Assuming you mean a c.e. (super)martingale, this is just Martin-Löf randomness. What needs to be shown is that, for every non-random real, there is a martingale which limit-succeeds on the real. You can see this from the proof of the equivalence of the martingale definition and the Kolmogorov complexity definition:
Let $U$ be a universal prefix-free machine. For $\sigma \in 2^{<\omega}$, define $M_\sigma$ to be the (computable) martingale that begins with capital 1 and bets it all on $\sigma$, and bets evenly afterwards. So $M(\tau) = 2^{|\sigma|}$ for any $\tau$ extending $\sigma$. Define $M = \sum_{U(\rho)=\sigma} 2^{-|\rho|}M_\sigma$. This is a c.e. martingale (with starting capital $\Omega$).
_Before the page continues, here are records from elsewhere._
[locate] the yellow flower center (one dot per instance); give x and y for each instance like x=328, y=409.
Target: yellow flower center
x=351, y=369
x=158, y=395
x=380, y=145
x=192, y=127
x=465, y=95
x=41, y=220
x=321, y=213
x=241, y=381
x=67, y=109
For any non-random $X$, for any $d$, there is an $n$ with $K(X\upharpoonright n) < n - d$. So there is some $\rho$ with $|\rho| < n - d$ and $U(\rho) = X\upharpoonright n$. So $2^{-|\rho|} M_{X\upharpoonright n}$ is a summand in the definition of $M$, and $2^{-|\rho|}M_{X\upharpoonright n}(\tau) > 2^d$ for any $\tau$ extending $X\upharpoonright n$. So $\lim_{n \to \infty} M(X\upharpoonright n) = \infty$.
Note that this construction shows why your generic intuition is wrong: for every $d$, there is a neighborhood of $X$ on which the martingale never again dips below $2^d$. So generics can't get out of it.